Table 5 presents the GPU memory required to perform one training step with Bert-base (Devlin et al., 2019) and OPT (Zhang et al., 2022a) on a consumer hardware GPU. We calibrate the example such that the memory requirement is roughly the same for both models. In this configuration we can only fit a single example for OPT, while we can use a batch size of 256 for Bert. We observe that the memory breakdown is very different between the two configurations. The required memory drastically increases during the forward pass for Bert and during the backward pass for OPT. When comparing the execution of forward pass with and without enabling gradient computation in PyTorch, we estimate that the memory cost to store intermediate activations represents around 22 Gb for Bert and less than 1 Gb for OPT. On the contrary, we estimate that computing and storing the parameter gradients increase the memory requirement by less than 1 Gb for Bert and around 5 Gb for OPT. When applying LoRA (Hu et al., 2022), a PEFT method, we observe that the memory drastically decreases for OPT, while having a less significant impact on Bert. These examples demonstrate that an effective memory reduction across different usage scenarios can be achieved by combining a suite of memory-efficient fine-tuning methods that can complement each other by reducing different parts of the memory footprint simultaneously.

Table 5: Using two models requiring roughly the same GPU memory, we observe that the memory breakdown and the impact of PEFT methods application are very different.
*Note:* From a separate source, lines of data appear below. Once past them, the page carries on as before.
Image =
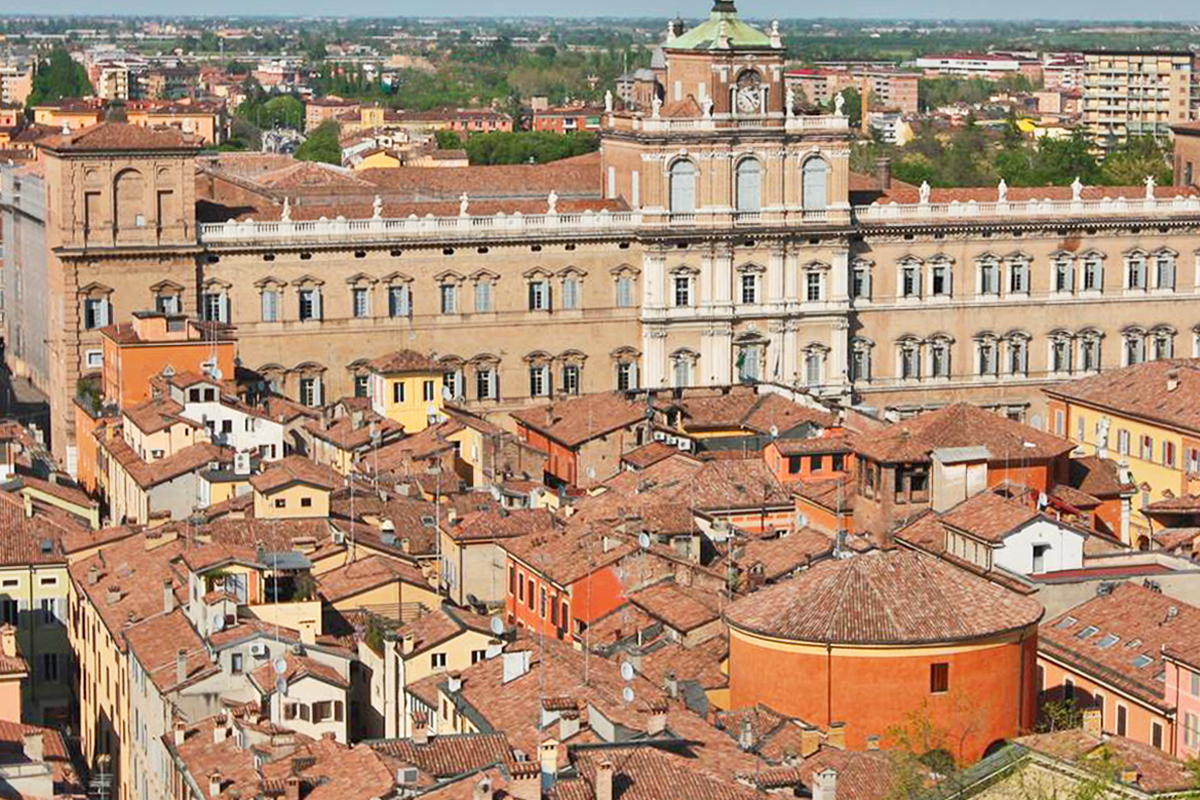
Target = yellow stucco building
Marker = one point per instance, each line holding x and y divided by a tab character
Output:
1143	415
406	386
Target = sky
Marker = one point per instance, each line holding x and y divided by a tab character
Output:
1157	11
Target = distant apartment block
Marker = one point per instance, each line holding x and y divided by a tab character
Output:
889	89
1129	92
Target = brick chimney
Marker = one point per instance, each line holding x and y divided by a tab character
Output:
1093	720
9	641
883	174
825	785
34	746
604	781
810	740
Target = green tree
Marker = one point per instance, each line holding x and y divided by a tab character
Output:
1132	162
322	145
59	77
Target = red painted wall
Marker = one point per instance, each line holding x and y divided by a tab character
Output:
993	693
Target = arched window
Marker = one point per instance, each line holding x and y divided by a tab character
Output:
749	185
814	184
683	187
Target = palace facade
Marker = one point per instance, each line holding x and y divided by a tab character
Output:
718	236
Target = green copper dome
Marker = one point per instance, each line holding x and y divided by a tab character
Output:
721	30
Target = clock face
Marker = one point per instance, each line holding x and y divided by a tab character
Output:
748	98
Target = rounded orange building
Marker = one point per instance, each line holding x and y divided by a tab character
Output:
882	639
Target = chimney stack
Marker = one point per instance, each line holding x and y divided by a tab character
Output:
825	785
837	737
604	781
1093	722
883	174
810	740
9	641
34	746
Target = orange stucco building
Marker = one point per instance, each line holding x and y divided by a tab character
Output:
865	642
137	352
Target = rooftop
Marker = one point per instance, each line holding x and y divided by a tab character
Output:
883	597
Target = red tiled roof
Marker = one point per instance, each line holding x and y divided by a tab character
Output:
450	755
883	597
1143	391
120	136
577	420
1137	617
403	361
960	426
366	573
295	469
1158	773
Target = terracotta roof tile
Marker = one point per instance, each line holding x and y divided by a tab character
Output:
366	573
295	469
1144	625
1141	391
450	755
883	597
581	419
960	426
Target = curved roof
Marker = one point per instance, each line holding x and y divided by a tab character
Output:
707	35
883	597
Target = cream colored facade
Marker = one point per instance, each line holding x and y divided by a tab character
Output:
743	256
1135	92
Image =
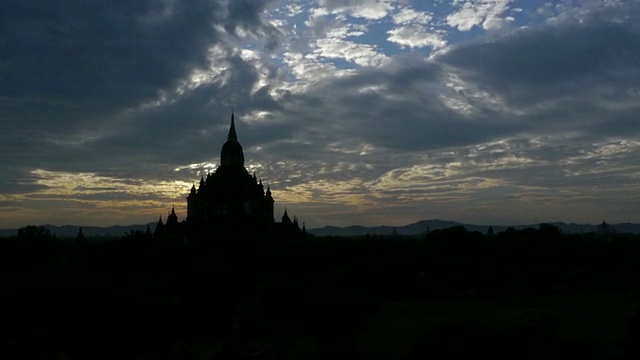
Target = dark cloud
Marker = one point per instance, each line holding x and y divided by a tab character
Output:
102	52
534	65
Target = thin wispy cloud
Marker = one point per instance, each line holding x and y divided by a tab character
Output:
355	112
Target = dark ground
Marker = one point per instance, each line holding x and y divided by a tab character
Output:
526	294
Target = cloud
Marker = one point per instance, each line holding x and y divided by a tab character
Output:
415	35
484	13
367	9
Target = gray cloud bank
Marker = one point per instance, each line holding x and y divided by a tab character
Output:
531	124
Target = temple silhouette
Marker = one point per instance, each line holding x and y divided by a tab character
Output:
228	201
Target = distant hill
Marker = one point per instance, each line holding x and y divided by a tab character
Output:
422	226
70	231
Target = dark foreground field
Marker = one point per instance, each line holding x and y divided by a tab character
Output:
526	294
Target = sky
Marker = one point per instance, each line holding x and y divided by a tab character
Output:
354	112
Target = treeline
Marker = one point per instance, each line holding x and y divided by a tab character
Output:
140	296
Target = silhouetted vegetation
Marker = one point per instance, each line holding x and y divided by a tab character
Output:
522	294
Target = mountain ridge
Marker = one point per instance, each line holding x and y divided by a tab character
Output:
419	227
For each model, we show the evolution of the GPU memory (

\times 10^{3}

MiB) required for performing one training step for OPT-1B3 (Zhang et al., 2022a) with a batch size of 1 and a sequence length of 128 and Bert-base (Devlin et al., 2019) with a batch size of 256, a sequence length of 128. Fwd (w/o grad) corresponds to the execution of the forward pass, while disabling gradient computation.

			w/ LoRA
	Bert	OPT	Bert	OPT
Cuda Context	0.8	0.8	0.8	0.8
+ Model weights	1.3	5.8	1.3	5.8
+ Fwd (w/o grad)	2.9	6.1	2.9	6.1
+ Fwd (w/ grad)	24.8	6.3	20.6	6.3
+ Bwd	25.2	11.3	21.0	6.3
+ Optimizer step	25.2	21.4	21.0	6.3

Appendix F MRPC and STS-B Descriptive Statistics

Table 6: Distribution of the sentence length for the two GLUE subtasks (MRPC and STS-B).
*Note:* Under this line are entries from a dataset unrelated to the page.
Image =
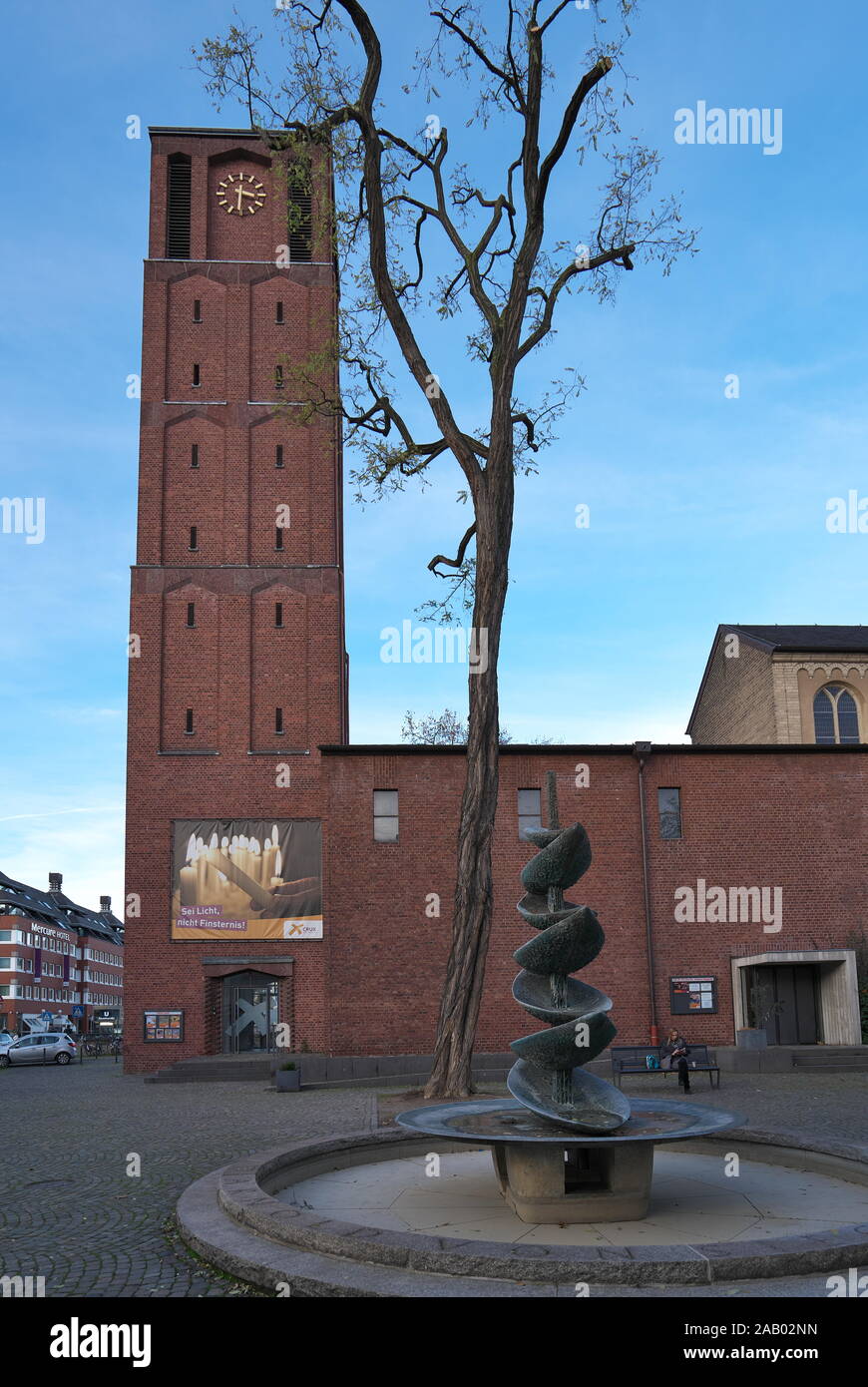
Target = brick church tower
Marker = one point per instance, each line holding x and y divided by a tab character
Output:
237	665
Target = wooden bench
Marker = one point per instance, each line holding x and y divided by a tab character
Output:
630	1059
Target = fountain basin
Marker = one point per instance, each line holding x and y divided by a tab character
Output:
554	1175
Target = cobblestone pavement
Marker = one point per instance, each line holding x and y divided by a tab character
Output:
71	1212
74	1215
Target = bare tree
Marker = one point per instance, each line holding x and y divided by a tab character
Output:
422	235
440	729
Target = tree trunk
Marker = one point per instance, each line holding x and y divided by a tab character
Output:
451	1073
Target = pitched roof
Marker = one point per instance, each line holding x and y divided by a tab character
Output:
828	639
806	637
56	909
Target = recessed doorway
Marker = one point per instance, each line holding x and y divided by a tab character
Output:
249	1013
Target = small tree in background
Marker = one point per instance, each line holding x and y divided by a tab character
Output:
404	199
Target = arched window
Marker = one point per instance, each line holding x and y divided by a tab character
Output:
835	717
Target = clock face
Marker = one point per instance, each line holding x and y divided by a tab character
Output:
240	193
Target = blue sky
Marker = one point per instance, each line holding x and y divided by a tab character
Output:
703	509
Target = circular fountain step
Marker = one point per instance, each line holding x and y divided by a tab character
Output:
238	1219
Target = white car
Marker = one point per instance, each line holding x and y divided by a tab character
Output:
45	1048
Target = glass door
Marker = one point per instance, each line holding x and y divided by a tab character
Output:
251	1017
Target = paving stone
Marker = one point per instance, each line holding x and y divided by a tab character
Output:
74	1215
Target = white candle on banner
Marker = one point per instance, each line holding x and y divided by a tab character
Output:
202	870
267	861
189	886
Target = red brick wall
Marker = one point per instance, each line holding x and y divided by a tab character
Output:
234	668
372	985
387	959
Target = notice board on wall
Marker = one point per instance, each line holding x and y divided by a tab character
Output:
689	996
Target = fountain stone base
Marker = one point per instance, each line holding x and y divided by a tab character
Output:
555	1175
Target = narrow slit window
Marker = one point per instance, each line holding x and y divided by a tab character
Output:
299	218
178	210
530	810
386	816
668	807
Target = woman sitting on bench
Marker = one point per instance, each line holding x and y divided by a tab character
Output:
676	1049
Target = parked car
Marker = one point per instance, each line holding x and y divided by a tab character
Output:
45	1048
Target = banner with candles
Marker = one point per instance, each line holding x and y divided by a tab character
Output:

Task	25th percentile (P25%)	Avg. tokens per sentence	75th percentile (P75%)	Max tokens per sentence	# Training Sentences
STS-B	19.0	27.8	31.0	125	5,749
MRPC	44.0	53.2	62.0	103	3,668

Table 7: Relative proportion of fine-tuned tokens averaged over MRPC and STS-B tasks with respect to the number of fine-tuned tokens, along with the corresponding average performance (reported in Figure 3 (right)).
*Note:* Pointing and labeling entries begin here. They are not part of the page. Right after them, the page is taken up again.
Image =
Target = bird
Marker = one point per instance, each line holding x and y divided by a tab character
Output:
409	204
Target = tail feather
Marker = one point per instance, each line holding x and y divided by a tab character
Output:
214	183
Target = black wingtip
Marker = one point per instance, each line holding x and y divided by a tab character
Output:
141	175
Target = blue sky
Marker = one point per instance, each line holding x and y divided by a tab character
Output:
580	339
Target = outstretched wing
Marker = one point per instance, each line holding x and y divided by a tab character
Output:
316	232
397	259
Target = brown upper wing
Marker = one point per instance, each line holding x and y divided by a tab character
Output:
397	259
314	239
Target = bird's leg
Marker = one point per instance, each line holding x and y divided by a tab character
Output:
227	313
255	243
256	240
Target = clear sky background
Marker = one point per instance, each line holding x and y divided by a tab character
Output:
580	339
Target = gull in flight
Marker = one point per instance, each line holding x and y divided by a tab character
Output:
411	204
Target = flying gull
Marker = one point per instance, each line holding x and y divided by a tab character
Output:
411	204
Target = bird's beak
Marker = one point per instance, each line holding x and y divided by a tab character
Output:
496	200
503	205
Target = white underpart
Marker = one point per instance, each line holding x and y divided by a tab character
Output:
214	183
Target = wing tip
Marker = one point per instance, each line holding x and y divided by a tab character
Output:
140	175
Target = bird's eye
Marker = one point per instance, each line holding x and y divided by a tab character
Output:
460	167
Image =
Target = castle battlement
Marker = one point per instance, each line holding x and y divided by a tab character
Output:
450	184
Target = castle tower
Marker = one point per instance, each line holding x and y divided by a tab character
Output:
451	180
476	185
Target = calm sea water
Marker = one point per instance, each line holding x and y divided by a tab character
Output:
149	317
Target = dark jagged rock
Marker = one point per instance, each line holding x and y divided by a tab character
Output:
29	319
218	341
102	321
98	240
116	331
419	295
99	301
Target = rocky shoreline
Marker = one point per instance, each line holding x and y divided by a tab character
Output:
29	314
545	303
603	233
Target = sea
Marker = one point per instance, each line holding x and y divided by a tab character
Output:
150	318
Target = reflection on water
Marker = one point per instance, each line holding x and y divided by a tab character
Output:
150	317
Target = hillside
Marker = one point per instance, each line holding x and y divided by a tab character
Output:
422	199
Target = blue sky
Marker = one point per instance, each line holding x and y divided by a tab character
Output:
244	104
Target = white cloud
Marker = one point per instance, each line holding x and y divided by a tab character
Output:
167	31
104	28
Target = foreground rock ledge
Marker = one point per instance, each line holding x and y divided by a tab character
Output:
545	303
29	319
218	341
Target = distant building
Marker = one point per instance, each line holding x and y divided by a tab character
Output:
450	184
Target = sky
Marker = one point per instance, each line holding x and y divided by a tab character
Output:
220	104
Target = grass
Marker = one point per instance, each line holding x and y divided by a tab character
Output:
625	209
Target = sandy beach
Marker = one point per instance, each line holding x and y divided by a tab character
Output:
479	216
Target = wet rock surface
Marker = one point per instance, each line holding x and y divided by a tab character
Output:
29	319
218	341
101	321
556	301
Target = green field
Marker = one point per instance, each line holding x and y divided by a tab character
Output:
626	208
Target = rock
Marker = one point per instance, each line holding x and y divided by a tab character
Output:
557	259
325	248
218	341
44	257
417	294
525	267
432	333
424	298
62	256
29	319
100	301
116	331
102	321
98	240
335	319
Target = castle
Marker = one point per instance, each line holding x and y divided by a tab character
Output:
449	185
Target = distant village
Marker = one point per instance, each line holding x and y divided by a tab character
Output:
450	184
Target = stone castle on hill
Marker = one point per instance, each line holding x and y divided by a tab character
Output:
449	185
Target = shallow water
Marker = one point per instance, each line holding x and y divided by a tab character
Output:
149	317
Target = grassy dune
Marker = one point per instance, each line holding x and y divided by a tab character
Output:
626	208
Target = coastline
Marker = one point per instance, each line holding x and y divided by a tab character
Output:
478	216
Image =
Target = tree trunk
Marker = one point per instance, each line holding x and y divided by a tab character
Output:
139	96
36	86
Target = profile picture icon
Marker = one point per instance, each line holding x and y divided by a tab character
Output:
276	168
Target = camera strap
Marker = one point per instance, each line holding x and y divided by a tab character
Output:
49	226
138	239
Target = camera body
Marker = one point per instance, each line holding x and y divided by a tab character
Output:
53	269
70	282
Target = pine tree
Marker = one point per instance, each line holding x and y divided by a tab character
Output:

# Fine-Tuned Tokens	Average Relative Proportion of Fine-Tuned Tokens	Average Perf.
4	13.6%	84.9
8	27.2%	86.4
16	53.9%	87.6
32	81.4%	88.4
64	99.0%	88.8

Table 6 describes the relation between the absolute and relative number of frozen input positions. The statistics include distribution of the sentence length for the two subtasks (MRPC and STS-B) used to produce Figure 3 (right). We also report in Table 7 the relative proportion of fine-tuned tokens averaged over MRPC and STS-B tasks, as the absolute number of fine-tuned tokens changes, along with the corresponding average performance, which is reported in Figure 3 (right).

Appendix G GPU Memory Usage

Table 4 shows the GPU memory usage required to fine-tune Llama2-7B (Touvron et al., 2023) using the proposed TokenTune with a varying selection ratio, as well as QLoRA and LoRA. Figure 4 also visualizes the same results. See Section 5.3 and Figure 4 for further details of the experiment.